Wallets are an essential component on every Self-Sovereign Identity interaction, and as you might have guessed, just like in the physical world where a wallet holds your identifiers (IDs), a digital SSI wallet’s function is to store and manage Decentralized Identifiers (DIDs), Verifiable Credentials (VCs), cryptographic keys, and other related assets.

Since many SSI frameworks rely on a Blockchain to publish DIDs, there is a common misconception that SSI wallets work in a similar way. Although both SSI and Blockchain wallets require a seed phrase built from a random set of mnemonics, thats where the overlap ends, because the balance and history of a Blockchain wallet can be restored from the ledger itself as opposed to an SSI wallet, where all the stored information exists only on the device and needs to be manually backed up and restored.

In essence, a wallet in SSI is piece of software that allows users to store, manage, and present proof of their digital identities and credentials. It acts as a repository for digital assets required to fulfill every SSI interaction, ensuring that users and entities have complete control over their data. In the case of Identus, the Edge Agent SDK provides all the abstractions needed to operate a wallet by an individual on a browser or mobile app, and the Cloud Agent, provides a REST API to operate a wallet in the cloud, either to itself (single tenant) or for third-parties (multi tenant) as a custodial wallet.
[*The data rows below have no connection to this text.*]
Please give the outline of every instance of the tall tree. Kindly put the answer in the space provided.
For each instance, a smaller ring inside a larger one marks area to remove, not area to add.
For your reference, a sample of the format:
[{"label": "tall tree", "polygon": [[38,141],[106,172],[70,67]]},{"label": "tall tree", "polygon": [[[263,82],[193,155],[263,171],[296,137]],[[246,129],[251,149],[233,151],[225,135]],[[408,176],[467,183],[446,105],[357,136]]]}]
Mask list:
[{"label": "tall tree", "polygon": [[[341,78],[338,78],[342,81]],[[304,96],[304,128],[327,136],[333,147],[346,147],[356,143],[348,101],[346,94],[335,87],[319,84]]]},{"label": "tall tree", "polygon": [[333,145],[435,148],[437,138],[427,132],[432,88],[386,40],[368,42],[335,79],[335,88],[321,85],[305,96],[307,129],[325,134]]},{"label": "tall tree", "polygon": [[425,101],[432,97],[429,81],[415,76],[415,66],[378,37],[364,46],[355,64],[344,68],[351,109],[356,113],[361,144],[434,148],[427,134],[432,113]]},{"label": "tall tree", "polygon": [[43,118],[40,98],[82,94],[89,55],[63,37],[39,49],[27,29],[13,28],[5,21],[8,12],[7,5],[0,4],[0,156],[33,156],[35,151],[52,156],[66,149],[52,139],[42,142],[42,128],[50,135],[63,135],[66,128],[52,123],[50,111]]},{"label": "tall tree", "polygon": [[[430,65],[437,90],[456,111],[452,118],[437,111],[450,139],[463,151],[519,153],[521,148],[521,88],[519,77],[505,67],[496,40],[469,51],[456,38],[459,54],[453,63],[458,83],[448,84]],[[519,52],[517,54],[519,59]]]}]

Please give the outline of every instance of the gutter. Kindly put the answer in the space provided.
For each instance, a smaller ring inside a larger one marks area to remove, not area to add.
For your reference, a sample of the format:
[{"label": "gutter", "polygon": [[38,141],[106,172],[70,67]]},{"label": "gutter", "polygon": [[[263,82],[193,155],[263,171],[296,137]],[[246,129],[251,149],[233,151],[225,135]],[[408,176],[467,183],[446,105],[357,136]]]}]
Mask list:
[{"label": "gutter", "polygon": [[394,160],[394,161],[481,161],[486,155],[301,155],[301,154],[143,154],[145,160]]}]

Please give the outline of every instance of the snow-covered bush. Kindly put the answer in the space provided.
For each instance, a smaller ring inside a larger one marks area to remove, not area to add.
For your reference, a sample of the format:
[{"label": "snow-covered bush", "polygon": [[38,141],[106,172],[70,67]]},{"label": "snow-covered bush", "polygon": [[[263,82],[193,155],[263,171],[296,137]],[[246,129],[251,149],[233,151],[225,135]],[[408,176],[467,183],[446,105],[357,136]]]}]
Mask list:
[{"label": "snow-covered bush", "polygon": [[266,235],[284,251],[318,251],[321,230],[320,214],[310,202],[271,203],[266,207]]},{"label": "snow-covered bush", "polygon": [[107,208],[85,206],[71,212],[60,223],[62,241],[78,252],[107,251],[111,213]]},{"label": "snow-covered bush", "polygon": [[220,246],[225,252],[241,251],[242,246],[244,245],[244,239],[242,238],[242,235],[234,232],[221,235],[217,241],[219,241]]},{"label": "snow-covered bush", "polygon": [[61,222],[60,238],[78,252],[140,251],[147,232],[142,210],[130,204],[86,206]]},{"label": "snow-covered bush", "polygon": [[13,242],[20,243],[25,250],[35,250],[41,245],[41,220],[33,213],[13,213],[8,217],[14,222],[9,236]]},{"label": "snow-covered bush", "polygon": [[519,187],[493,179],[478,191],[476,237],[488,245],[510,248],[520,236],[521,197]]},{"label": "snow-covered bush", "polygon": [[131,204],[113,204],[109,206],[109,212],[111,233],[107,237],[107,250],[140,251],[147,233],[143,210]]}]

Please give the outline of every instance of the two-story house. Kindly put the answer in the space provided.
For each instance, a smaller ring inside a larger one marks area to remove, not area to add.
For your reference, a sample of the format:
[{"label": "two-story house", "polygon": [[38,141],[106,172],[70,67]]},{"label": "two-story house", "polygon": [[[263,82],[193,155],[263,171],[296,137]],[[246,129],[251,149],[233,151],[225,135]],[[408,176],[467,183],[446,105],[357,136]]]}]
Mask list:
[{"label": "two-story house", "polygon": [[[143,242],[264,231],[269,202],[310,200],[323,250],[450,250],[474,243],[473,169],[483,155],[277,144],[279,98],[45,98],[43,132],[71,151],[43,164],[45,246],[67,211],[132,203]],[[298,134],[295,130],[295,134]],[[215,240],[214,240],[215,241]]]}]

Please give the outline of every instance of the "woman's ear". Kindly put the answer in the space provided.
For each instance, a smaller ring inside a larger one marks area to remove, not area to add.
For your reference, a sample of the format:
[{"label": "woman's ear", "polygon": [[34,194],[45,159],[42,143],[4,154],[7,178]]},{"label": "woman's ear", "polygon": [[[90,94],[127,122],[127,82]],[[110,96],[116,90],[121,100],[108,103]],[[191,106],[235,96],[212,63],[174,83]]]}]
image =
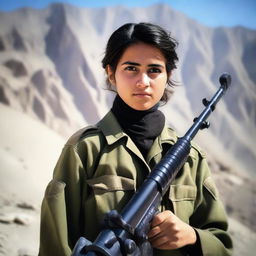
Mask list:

11.2 Edge Agent SDK in Identus

Identus provides it’s wallet interface through the Edge Agent SDKs, available in 3 flavors:

Each of the flavors provide the same building block implementations:

  • Apollo: Provides a suite of necessary cryptographic operations.
  • Castor: Provides a suite of operations to create, manage and resolve decentralized identifiers.
  • Pollux: Provides a suite of operations for handling verifiable credentials.
  • Mercury: Provides a suite of operations for handling DIDComm V2 messages.
  • Pluto: Provides an interface for storage operations in a portable, storage-agnostic manner.
  • Agent: A component using all other building blocks, provides basic edge agent capabilities, including implementing DIDComm V2 protocols.

And all of them abstract the usage of each building block through the Agent component.

Most of the time you will be operating the wallet trough the Agent interface unless you require to directly call lower level building block API, for example, you may require to send a custom DIDCOMM message payload format which is not directly supported via the Agent building block, you can still use Mercury directly to achieve that. This approach gives you a simple to use interface trough the Agent but also the flexibility and control that comes with also providing access to the lower level APIs. We highly encourage to dig inside each of the building blocks and study how the Agent is using them, this will come handy when you need to add custom features to your own software.

There is one building block that is not implemented and only provided as an interface, this is Pluto, the storage layer for DIDs, VCs, messages, keys, etc. Identus does not have an opinion on how you should store and retrieve the contents of the wallet, so it’s your job to implement this part according to your needs. Fortunately, there is a community project providing one implementation called Pluto Encrypted, this project provides 3 different storage engines: InMemory, IndexDB, LevelDB. As the name suggest, Pluto Encrypted provides full Pluto compatibility plus handles encryption and decryption of the wallet contents, this is very important due to the fact that the wallet stores your DIDs (private keys), VCs, messages and a lot of sensitive information. If you are starting out we highly recommend you to use this implementation before attempting to role your own, it’s a great starting place that you can extend and customize to your needs.

11.3 Custodial Wallets

In an ideal world, everyone should be willing and able to manage their own identity wallets, this is one of the main characteristics of truly Self-Sovereign ecosystem. In practice, there are many good reasons why an identity wallet would be better managed by a service. Such is the case for companies and entities or even individuals that don’t want to deal with the responsibility and risk of self-managing their wallets. For this use case Identus provides the concept of Custodial Wallets. What this really means is that an identity wallet can be managed by the Cloud Agent and used over a REST API. For this particular use case, the Cloud Agent supports a multi-tenant mode in order to onboard and serve multiple identity wallets on the same running instance. We will explain the setup in detail over the production installation section, for now the key insight is that when you access your identity wallet through a Cloud Agent, you are really trusting the storage and management of the private keys of your identity to that service.